Sure it is. Does it matter? Not a bit. As long as you enjoy what you are doing, everybody else can go fuck themselves.


----------



## cooldudeskillz (Jun 7, 2008)

lol this is funny to read, i remember when i was 13 years old and did it with my mates and know one thought we were geeks not that many people knew as we didn't go around saying "hey i do warhammer". But yeah anyway by the time you reach about 16 know one will care what you do. Oh yeah how did the other kids find out? if your the first one to do it then that means no one else would know unless you told them, which im guessing you did?


----------



## CommanderAnthor (Sep 28, 2008)

If you go around trying to force people to play the game then that's a flaw.


If someone ASKS what your doing or they invite you to go somewhere and you say no they say why you answer to those, gonna play some warhammer, paint build whatever. 

Then they ask whats that and it goes from there.

That's how it worked for me in the end I got a bunch of COOL! 's


----------



## hells_fury (Apr 17, 2008)

some people think its pathetic that i play with dolls (makes me lol to) but most find it cool, had one friend borrow my rule book so they can decide wether they are gong to play or not.


----------



## countchocula86 (Sep 1, 2008)

My sister often jokes about how I still play with 'action' figures. Then I go all nutso on the specifics of 'action figures' as compared to 'collectibles' and 'miniatures'.


----------



## gwmaniac (Sep 1, 2008)

my little brothers make fun of how nerdy i am playing 40k all the time and then they go around playing the wii and computer all day. ironic. i think 40k would be nerdy if you went a little too far, like take books everywhere, even to the restroom or if you're waiting at line for lunch at school. i don't really waaagh with the rest of the people cuz it kinda embarrasses me, the only time i ever waaghed was at games day when the loudest waaagher got an emperor's fist tank company. needless to say, i didn't practice my waaagh so didn't end up with the tank company, but with a very scratchy throat.:biggrin: i'm mostly regarded as the nerd cuz i'm probably the only guy on the school wrestling team that actually does schoolwork, so i'm regarded as the geek on the team, in a funny way.


----------



## Djinn24 (Jan 12, 2008)

Stella Cadente said:


> so while there dating some fat ugly chav slut from Essex, you can probably bag yourself a cute Asian stunner who wouldn't mind stroking your Lasgun and cocking your Boltgun and jiggling your dice
> :so_happy:



LOL thanks Stella, needed that laugh, great metaphors


----------



## LeeHarvey (Jul 25, 2008)

You know what Fenrakk, you shouldn't stress over it.
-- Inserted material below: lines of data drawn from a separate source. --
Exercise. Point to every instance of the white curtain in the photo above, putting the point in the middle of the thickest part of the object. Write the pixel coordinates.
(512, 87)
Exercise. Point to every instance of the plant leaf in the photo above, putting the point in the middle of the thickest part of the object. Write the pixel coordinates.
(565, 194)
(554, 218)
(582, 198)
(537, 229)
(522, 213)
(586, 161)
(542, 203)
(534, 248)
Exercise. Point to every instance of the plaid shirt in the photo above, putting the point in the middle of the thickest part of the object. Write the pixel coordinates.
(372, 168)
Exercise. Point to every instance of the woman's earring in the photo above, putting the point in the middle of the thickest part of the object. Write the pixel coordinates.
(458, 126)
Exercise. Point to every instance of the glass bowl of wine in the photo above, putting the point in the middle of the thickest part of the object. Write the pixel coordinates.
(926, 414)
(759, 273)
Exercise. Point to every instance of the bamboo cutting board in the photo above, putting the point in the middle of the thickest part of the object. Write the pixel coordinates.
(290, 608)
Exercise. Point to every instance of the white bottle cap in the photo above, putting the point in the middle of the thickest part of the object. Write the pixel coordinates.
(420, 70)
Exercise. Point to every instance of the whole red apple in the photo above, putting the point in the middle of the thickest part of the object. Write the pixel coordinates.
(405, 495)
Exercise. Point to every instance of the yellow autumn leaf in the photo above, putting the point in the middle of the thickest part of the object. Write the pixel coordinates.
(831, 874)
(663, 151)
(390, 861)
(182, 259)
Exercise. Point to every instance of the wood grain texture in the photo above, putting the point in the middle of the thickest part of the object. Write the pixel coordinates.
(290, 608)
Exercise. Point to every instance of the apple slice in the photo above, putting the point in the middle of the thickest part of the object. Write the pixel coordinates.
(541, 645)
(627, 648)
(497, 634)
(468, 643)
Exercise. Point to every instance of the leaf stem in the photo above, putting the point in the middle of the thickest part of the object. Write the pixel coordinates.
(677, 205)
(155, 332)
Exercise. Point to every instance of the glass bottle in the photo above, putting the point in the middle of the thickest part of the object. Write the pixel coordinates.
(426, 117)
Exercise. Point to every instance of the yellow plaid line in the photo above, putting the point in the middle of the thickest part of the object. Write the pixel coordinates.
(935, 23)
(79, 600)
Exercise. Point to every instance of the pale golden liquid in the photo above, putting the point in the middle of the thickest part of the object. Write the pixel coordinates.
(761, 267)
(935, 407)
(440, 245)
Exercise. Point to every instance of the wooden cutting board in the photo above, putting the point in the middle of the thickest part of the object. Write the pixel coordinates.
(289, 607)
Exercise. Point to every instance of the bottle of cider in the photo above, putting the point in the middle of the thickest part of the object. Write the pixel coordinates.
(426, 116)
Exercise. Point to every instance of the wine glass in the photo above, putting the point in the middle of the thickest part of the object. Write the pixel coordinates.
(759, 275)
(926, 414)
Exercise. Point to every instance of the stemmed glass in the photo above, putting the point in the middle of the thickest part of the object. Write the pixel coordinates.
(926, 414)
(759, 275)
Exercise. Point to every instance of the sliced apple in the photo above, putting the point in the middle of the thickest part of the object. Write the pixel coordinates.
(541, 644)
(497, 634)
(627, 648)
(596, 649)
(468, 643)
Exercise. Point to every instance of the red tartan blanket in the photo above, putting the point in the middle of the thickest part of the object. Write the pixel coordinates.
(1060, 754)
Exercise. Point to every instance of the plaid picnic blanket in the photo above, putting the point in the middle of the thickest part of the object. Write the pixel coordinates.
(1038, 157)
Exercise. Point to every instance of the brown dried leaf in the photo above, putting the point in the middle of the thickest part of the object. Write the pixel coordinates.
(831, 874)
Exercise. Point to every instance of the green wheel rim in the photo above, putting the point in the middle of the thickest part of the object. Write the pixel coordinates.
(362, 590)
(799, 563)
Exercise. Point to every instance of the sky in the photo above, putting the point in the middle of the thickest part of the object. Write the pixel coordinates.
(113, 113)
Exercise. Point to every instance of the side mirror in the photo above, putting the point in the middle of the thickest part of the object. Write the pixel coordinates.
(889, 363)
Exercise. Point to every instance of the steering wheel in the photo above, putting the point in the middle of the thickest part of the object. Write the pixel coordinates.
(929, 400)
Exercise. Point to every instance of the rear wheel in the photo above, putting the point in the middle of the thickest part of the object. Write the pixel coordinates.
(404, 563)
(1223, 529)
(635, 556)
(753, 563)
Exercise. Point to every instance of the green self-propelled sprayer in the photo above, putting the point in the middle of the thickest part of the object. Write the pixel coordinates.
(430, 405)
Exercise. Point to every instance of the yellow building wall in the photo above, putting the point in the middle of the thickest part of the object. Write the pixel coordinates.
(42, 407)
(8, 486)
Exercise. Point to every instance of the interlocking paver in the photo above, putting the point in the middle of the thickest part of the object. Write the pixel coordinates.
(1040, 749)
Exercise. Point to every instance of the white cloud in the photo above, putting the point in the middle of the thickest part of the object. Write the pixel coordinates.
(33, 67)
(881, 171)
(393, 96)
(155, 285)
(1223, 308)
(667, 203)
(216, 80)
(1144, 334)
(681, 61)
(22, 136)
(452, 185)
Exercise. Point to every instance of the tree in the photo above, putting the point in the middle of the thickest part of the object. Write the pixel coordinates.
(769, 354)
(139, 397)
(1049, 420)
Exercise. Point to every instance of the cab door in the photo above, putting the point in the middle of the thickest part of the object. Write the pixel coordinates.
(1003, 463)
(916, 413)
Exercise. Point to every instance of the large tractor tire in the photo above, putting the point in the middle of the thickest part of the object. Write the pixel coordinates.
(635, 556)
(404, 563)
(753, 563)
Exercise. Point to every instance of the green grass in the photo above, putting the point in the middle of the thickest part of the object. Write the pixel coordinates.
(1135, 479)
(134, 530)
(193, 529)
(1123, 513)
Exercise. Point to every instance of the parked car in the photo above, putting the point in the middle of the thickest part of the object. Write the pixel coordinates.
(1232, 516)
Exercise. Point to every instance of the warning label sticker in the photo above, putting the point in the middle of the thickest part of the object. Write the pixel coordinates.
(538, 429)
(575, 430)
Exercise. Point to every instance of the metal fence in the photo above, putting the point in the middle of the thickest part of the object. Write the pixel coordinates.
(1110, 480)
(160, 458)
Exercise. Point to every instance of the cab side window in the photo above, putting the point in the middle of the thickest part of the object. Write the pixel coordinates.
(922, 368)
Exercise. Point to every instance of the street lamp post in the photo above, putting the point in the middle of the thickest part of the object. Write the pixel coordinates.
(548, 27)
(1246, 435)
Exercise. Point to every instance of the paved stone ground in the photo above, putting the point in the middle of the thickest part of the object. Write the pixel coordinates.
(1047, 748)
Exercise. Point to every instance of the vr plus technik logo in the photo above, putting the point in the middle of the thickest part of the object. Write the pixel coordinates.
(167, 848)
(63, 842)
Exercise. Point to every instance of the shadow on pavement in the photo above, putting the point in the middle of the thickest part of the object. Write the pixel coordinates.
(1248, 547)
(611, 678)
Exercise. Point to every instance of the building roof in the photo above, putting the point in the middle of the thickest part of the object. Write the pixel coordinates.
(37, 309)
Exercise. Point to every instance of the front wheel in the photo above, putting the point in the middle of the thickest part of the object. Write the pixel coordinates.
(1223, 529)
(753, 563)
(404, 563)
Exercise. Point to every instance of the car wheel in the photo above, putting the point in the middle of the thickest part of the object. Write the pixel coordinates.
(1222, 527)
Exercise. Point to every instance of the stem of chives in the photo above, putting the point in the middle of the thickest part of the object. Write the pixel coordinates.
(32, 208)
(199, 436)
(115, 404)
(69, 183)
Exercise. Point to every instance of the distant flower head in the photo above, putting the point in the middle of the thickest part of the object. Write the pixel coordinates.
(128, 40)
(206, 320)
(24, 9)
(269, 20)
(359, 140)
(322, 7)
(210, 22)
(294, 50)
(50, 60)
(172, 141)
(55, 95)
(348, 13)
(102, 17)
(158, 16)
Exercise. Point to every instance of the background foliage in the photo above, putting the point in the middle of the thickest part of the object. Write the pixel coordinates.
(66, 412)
Look at it like this, you may be the nerd now, but when you and your classmates are adults, you will probably have a nice job doing something you like and being well paid for it while all those assholes are sitting in their own stinking sweat, drinking luke-warm, piss-tasting, cheap beer in their fried-chicken grease stained wife-beater and tighty whiteys while their hag wife yells at them to clean up their 13th ugly child's puke before their 2 filthy, mangey, flea bitten dogs can get into it and spread it all around their shitty, run down, crack-house looking single wide trailer.

Isn't vindication sweet?


----------



## LJT_123 (Dec 26, 2007)

Its not the game that makes it nerdy, its most of the people who play it. (when I say most, i mean a few people you may find at your local GW.)


----------



## Son of mortarion (Apr 24, 2008)

LordWaffles said:


> Or. As an alternative.
> Get pumped.
> 
> Like everytime you would be painting models, lift weights with the other hand and put the model in a vise stand, than try to paint with your off hand. No one dareth challenge the 350-pound warhammer player made of meat and a quelled rage.
> ...


you mean turn into the "alpha-level" geek,(my term)the type of geek that not only has the grasp of tactics, but has the raw physicality to use them?


----------



## Vanchet (Feb 28, 2008)

I believe that there is no such thing tbh (helped me when just being picked on by everyone in high school) it's only used in the SLIGHTEST to point the difference of a geek and nerd (I'm proud of both)


----------



## Ste (Aug 28, 2008)

Being a nerd is great, although i admit im at college right now and im joining the military very soon. i have a group of friends who i play warhammer 40k with and have a geeky/nerdy laugh with and the others who i go out on the town and get pissed with? if you don't just sit there all day then its not bad at all in many ways its a ver good relaxing hobby. But i think if you are going to collect it dont be in everyones face and then people will be fine with u 

make sureto wash your hair haha  nothing worse than an unhygenic smelly 14 year old shouting for the emperor whilst they piss themselves  joke


----------



## gwmaniac (Sep 1, 2008)

Ste said:


> Being a nerd is great, although i admit im at college right now and im joining the military very soon. i have a group of friends who i play warhammer 40k with and have a geeky/nerdy laugh with and the others who i go out on the town and get pissed with? if you don't just sit there all day then its not bad at all in many ways its a ver good relaxing hobby. But i think if you are going to collect it dont be in everyones face and then people will be fine with u
> 
> make sureto wash your hair haha  nothing worse than an unhygenic smelly 14 year old shouting for the emperor whilst they piss themselves  joke


and make sure to wear some deodorant and get some breath mints! i was playing this mega battle on the imperial side and this guy with his tank company just took out 2 chaos baneblades, so he cheered and raised his hands to the air, screaming, "FOR THE EMPEROR!!" wow, worst experience of my life. my eyes and nostrils nearly burned from the armpits and his breath, well, i'm afraid i can't say anything else. all i can say is, "can we just play in the sewer? or breath nurgle's farts" lol, those were the nauseating timesuke:


----------



## Fenrakk101 (Feb 23, 2008)

So I get 50 posts just because I'm sick? Do I HAVE to read all this :laugh:

uniqueness is good.
WH is good.
Life is good.
I am AWESOME.


----------



## chromedog (Oct 31, 2007)

I'm sure there are a few of us "veterans" (the RT era starters) that can't comprehend the whole high-school nerd/pariah + miniatures gaming thing (as I know I don't and I'm sure I'm not the only one).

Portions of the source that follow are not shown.